User:Leucosticte/Inclupedia/Proposal

From Meta, a Wikimedia project coordination wiki

This is a proposal for a new wiki, Inclupedia. It exists in several different places in the Wikisphere, but here it is again.

Problem[edit]

Hundreds of useful/interesting articles are deleted from Wikipedia every day for failing to pass notability criteria. Examples would include articles describing the ICapella business application software, speculating on the possibly upcoming Xbox 360 Slim, and biographizing data conversion innovator Daniel Anthony O'Hara, but there are many others. The deletion debates on these articles consume a great deal of time and cause bad blood among editors. Various ideas for deletion reform have been proposed, but the community, fearing harmful consequences of untested ideas, has balked at implementing them.

There is a website, Deletionpedia, that uses a bot to harvest some articles whose deletion is pending. These articles are posted on Deletionpedia, but the wiki is locked from editing, so that further collaboration to improve the articles is impossible. Furthermore, the site's wikilinks to existing Wikipedia articles are non-functional.

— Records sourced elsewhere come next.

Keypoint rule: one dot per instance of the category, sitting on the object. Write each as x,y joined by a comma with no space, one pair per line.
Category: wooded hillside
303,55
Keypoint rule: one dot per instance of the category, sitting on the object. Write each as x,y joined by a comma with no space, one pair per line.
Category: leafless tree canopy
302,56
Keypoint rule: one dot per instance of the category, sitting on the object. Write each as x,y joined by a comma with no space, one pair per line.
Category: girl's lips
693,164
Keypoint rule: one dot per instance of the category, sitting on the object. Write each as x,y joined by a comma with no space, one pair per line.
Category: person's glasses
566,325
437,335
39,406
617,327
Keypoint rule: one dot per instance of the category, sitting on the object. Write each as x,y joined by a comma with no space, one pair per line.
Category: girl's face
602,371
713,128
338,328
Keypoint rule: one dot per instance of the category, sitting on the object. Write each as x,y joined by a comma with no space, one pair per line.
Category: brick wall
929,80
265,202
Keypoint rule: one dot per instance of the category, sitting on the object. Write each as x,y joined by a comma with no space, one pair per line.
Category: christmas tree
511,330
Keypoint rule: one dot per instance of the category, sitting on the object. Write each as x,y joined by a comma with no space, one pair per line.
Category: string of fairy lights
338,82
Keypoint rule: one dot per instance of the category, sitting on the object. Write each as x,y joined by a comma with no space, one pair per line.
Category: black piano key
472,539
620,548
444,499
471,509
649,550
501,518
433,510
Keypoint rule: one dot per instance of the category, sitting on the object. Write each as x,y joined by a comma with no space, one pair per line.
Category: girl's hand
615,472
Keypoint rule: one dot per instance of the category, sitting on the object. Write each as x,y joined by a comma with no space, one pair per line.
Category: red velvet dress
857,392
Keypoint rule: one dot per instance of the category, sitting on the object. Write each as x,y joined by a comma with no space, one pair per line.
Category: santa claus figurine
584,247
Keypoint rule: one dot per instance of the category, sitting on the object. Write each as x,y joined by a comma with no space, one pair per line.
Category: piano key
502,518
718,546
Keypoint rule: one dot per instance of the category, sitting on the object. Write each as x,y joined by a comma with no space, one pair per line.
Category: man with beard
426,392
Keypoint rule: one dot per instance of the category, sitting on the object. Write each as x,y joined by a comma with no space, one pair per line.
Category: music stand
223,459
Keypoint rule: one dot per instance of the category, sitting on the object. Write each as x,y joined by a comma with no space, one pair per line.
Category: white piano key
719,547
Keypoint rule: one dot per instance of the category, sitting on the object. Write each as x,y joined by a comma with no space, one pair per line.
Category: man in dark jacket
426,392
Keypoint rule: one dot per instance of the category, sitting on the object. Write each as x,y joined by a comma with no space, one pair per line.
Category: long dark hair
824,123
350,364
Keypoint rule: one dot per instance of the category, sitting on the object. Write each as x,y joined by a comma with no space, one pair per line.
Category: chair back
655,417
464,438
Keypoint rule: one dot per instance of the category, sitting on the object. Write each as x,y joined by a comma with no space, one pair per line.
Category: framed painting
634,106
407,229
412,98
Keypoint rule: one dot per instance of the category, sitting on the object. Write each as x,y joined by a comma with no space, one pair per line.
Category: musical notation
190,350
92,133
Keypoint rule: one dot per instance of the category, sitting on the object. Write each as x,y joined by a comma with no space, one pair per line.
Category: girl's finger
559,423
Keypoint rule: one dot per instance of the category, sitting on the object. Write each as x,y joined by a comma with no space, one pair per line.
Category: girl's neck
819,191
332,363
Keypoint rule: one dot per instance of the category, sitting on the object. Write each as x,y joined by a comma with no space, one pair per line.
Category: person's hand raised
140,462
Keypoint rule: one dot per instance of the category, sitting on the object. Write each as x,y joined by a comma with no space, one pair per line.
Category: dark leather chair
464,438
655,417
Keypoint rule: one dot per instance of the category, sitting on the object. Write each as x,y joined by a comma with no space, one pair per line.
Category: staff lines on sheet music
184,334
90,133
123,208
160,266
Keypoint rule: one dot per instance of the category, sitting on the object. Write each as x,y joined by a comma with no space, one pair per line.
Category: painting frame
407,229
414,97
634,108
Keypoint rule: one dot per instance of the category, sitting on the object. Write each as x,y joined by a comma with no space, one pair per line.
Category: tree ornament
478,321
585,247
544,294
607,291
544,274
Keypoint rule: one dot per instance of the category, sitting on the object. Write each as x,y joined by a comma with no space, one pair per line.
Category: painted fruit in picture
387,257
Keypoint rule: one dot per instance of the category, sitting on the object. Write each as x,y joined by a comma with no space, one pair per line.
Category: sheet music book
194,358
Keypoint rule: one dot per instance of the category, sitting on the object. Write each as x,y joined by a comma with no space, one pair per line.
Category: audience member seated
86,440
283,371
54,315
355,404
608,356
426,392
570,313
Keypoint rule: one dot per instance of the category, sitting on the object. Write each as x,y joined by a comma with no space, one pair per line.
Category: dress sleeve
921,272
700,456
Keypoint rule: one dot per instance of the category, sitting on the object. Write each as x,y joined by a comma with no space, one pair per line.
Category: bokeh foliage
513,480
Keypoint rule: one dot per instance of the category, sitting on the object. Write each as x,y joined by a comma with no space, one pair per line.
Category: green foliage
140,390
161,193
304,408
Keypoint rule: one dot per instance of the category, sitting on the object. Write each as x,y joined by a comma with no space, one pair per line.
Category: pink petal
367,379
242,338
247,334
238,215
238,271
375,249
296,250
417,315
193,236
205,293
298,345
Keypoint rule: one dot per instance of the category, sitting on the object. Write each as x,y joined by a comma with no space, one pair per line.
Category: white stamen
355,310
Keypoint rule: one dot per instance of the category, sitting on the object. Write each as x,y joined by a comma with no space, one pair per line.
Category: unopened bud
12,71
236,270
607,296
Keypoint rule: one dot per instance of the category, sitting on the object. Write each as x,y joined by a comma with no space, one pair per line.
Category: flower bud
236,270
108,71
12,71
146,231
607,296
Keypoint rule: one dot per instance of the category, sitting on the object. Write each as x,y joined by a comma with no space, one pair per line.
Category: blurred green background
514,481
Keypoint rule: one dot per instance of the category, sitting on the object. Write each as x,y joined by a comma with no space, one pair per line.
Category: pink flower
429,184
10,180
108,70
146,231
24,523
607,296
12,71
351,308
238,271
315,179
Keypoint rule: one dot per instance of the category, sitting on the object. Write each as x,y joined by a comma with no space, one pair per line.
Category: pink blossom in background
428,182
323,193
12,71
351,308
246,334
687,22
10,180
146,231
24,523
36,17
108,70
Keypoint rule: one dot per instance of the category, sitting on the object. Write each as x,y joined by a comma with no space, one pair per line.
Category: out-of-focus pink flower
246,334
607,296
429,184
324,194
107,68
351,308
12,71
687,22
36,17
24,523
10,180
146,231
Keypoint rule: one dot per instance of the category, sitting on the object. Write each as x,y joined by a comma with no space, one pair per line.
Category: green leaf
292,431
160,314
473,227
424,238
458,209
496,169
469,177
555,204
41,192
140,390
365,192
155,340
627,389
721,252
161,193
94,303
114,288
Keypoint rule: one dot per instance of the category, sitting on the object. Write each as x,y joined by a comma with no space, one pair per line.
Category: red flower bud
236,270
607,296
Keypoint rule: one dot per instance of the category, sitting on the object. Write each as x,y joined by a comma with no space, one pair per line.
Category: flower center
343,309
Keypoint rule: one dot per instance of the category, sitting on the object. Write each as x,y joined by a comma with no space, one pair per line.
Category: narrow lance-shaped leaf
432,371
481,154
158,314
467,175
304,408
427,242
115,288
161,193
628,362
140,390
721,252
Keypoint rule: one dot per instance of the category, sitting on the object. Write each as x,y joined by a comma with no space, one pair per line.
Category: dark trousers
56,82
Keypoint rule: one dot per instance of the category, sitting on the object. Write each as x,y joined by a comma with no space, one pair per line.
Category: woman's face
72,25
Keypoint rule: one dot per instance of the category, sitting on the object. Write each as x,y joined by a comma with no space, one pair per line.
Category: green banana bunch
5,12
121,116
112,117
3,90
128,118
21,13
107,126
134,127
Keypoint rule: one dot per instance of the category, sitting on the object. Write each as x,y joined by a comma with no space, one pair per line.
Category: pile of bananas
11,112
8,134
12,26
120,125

Another problem is that Wikimedia splits its content among many wikis, rather than putting it in one place. None of its wikis have been particularly successful, except for Wikipedia. Wikiquote, Wiktionary, and Wikisource, for instance, are superfluous; it would be better to simply have Wikipedia articles entitled, say, quotes related to anime, definitions of anime, and text of Romeo and Juliet, rather than putting those subjects on separate wikis. The fragmentation of content among many wikis would not matter so much if there were other methods of integration, such as multi-wiki watchlists and cross-wiki page existence detection, but this capability has not been developed yet.

Solution[edit]

Create a new MediaWiki-based wiki that collects all the recent changes from Wikipedia as they are being made and imports them into the database. Implement Pure Wiki Deletion to ensure that some of the same deletion-related problems that arise on Wikipedia do not arise on this wiki. Import all Wikipedia content to Inclupedia and update it in real time. Implement other ideas such as forced wikilinks, front and back matter, etc. which are needed to ensure editorial independence from Wikipedia with reference to articles mirrored to the wiki, and which will be explained in more detail later.

Specifics[edit]

There will be two types of articles on Inclupedia.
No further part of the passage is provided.